To top this off, Warren doesn’t have any real connection to his wife and child. He wants to know his daughter better but basically this has to be on terms that suit his life and not hers. He cowers around his wife, believing that he truly has no idea who she is or why they’re still together rather than turning the spotlight on him to learn who he is. Consequently, when his wife dies shortly after his retirement, Warren begins to exist in a state of paralysis. Not only does he not know who he is but he also doesn’t know who he is without her. His wife filled the voids and gaps of Warren’s life in her own special way, a way that just a few days before, he found completely irritating. Then, as if that isn’t enough already, Warren’s only daughter is getting married shortly and Warren doesn’t consider the groom-to-be remotely worthy of his darling daughter. Typical fatherly reaction only Warren doesn’t really know his daughter either. Seems he’s closed himself off from everyone and everything around him, including his own inner voice. It’s time for Schmidt to learn about Schmidt.

Jack Nicholson. Attaching that name to a film means you’re in store for bravado, snarls and trademark toothy grins. Nicholson is so popular and easily recognized that it makes it very difficult for him to escape his on-screen persona from film to film. Director Alexander Payne manages successfully to strip away each heavy layer of Nicholson’s ego. In fact, when Payne is done with him, all that is left is a glassy-eyed, quiet, 66-year-old man who shuffles slowly from room to room looking for something to occupy his aging hands. Nicholson’s celebrity glow is extinguished so that we actually see his age, weight and skin for what they really are. Nicholson could be your older neighbour sitting on his front porch that you wave to as you walk past or miss entirely. Of course Nicholson deserves some credit as well. He plays Warren with understatement and bewilderment, searching for himself in everyone else to avoid looking in.

Enter Kathy Bates as Roberta Hertzel, mother of the groom. Roberta is the perfect character to offset Warren’s aimlessness. She is a confidant woman who casually rattles off the details of her first orgasm in ballet class at age eight. She has no shame and why should she? She is aware of whom she is, where her life has taken her and she is in control of her decisions and actions. Roberta’s comfort with herself comes directly from Bates’ ability to command attention the moment she walks on screen. She carries herself with a self-assured gusto that fills everything she does, whether that’s devouring a chicken dinner with her bare hands or disrobing into the nude for a late night hot tub dip with Jack.

Payne has crafted a simple, moderately slow-paced film about discovering who you are at any age. I’m not going to lie; he made me cry more than once.

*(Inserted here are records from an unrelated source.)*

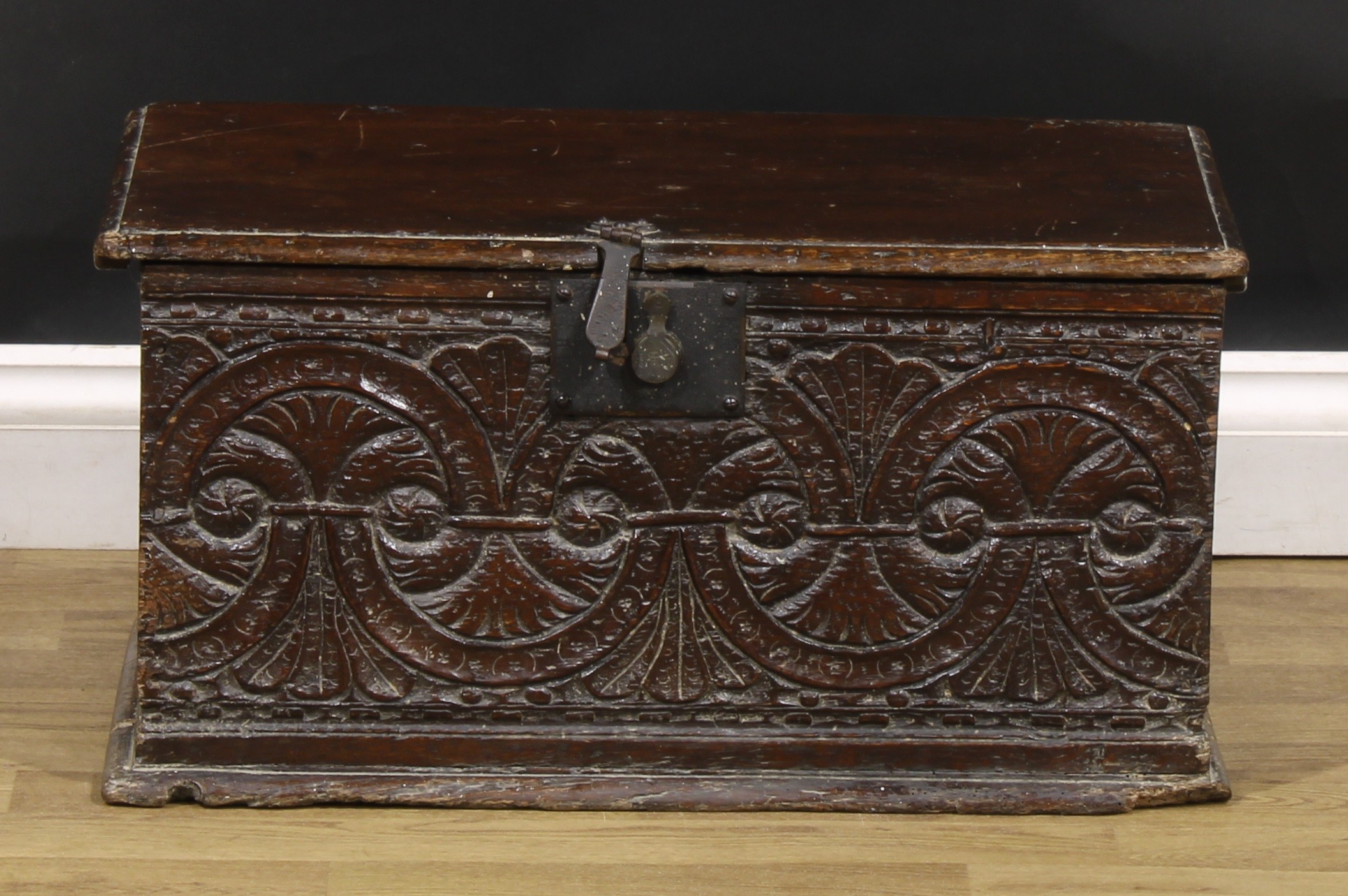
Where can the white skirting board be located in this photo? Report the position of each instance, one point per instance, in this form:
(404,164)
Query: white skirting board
(68,449)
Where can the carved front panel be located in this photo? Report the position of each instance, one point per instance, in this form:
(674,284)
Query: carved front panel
(366,511)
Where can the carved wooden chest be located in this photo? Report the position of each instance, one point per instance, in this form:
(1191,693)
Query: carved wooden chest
(672,461)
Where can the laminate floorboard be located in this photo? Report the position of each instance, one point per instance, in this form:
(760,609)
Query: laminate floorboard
(1280,707)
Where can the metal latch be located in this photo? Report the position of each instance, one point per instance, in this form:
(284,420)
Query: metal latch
(684,339)
(621,244)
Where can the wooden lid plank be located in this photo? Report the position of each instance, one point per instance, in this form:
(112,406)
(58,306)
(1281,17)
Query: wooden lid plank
(725,192)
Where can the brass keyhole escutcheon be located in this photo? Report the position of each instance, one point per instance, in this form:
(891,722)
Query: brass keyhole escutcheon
(657,352)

I’m a long way off from retirement but the concept of being chewed up and spit out by a hollow capitalist system is a potential reality that many people face and embark on without realizing what the end result may be. Like Payne’s previous work (Election, Citizen Ruth), he tones down the usual Hollywood gloss to reveal a world that more resembles that of the general movie going public, making the situation all the more believable and relatable. The clothing and art direction choices are always plain and natural. Either the crew just pulled up to shoot at a place that already looked perfectly normal or the designers went through painstaking lengths to achieve a look that’s meant to seem like no movie magic work went into it at all.

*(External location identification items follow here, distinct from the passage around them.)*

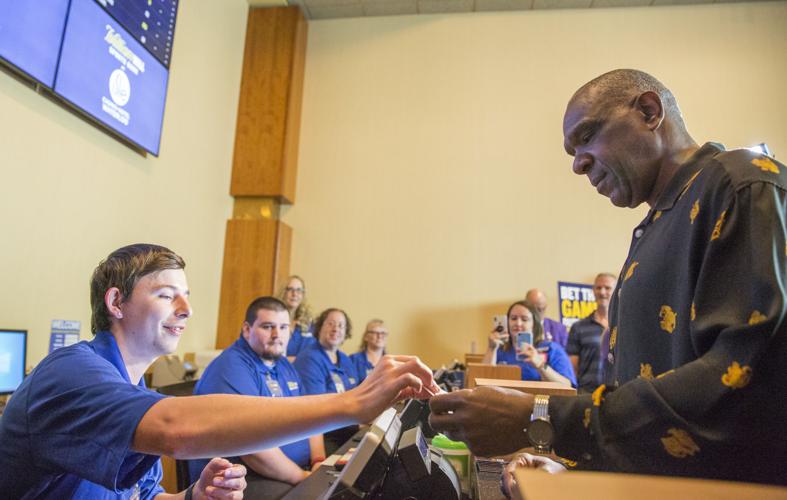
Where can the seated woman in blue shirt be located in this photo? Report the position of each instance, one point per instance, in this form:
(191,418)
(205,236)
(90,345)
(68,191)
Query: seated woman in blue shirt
(541,360)
(294,295)
(324,369)
(372,348)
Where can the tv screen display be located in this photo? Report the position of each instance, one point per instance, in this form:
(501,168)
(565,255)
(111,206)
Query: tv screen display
(109,75)
(30,36)
(13,349)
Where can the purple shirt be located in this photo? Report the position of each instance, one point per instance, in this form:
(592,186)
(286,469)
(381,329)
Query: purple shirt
(555,331)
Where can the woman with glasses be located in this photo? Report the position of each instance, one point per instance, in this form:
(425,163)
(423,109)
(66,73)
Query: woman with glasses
(372,348)
(324,368)
(301,330)
(539,360)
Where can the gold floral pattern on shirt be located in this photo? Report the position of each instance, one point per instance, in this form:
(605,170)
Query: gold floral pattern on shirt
(630,271)
(737,376)
(766,164)
(668,319)
(695,209)
(598,395)
(756,317)
(717,228)
(679,443)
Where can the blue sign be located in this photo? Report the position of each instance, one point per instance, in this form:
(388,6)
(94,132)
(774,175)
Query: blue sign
(108,74)
(30,36)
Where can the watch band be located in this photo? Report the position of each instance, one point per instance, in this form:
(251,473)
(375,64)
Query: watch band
(541,408)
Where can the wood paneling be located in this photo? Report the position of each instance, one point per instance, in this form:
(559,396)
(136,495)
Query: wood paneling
(255,253)
(269,107)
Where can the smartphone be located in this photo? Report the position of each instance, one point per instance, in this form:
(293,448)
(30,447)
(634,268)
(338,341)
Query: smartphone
(523,338)
(499,323)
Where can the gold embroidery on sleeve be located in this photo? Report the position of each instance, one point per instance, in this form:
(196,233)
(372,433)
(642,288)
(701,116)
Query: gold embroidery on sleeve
(598,395)
(660,375)
(756,317)
(766,164)
(737,376)
(630,271)
(717,228)
(679,443)
(695,209)
(668,319)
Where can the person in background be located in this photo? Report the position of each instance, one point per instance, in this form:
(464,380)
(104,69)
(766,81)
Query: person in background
(325,369)
(255,365)
(372,348)
(554,331)
(82,424)
(301,334)
(541,360)
(584,339)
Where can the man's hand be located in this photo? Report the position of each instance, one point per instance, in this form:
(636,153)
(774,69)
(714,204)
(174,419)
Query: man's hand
(527,460)
(220,479)
(491,420)
(394,378)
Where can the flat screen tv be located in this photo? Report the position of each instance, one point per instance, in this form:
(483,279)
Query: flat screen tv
(110,76)
(30,36)
(13,354)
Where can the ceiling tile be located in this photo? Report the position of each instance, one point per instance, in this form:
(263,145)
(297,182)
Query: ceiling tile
(390,7)
(561,4)
(496,5)
(444,6)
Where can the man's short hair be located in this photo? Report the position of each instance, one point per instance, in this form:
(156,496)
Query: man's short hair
(266,303)
(122,269)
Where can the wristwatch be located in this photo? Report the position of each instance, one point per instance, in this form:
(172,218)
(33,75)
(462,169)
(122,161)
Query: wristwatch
(540,432)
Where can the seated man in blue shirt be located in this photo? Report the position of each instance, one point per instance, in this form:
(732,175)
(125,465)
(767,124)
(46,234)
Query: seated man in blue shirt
(83,425)
(255,365)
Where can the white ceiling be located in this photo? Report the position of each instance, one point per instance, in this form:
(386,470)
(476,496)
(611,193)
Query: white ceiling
(331,9)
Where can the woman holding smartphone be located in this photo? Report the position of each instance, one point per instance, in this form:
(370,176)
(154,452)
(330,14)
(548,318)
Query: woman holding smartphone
(539,359)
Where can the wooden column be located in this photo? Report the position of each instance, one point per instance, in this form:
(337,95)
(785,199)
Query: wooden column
(264,168)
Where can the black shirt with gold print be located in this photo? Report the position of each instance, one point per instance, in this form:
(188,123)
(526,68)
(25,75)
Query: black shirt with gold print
(696,376)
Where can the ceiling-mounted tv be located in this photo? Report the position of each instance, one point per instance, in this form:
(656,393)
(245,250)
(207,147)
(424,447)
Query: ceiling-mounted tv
(30,36)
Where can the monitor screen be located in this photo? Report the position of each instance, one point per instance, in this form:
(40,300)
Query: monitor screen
(30,36)
(13,349)
(108,74)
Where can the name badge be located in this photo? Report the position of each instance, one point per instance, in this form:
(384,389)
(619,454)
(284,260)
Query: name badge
(273,386)
(337,381)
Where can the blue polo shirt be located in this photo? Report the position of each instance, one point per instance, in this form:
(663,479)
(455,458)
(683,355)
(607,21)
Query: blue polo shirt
(300,340)
(320,376)
(239,370)
(362,365)
(556,358)
(67,431)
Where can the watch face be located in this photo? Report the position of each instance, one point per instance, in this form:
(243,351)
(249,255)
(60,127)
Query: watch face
(540,432)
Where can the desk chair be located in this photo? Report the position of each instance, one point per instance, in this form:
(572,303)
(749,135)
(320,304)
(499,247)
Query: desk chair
(480,370)
(180,468)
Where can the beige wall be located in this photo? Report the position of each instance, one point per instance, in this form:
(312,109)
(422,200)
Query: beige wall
(69,194)
(433,189)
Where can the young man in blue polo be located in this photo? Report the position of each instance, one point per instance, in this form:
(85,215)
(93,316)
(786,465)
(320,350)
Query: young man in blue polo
(82,424)
(255,365)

Reaching out to the people around you is not always easy. There can be so much fear of rejection and being misunderstood. This can be especially difficult when you don’t know exactly what it is you have to offer. I say you’ve got to start somewhere and Warren starts by taking a trip down memory lane to remind himself that he’s alive and that all his memories were at one point a reality. And even though, by the close of the film, Warren only manages to share sincerely in letters he writes to a third-world country child he’s sponsoring for so many cents a day, he’s come to understand to some small extent for a man of his stubborn nature that as long as he’s still breathing, he still has a place, be it on the open road or that front porch swing.

To the lady at the Starbucks at the Chinook Mall in Calgary, thanks for the chat and the latte.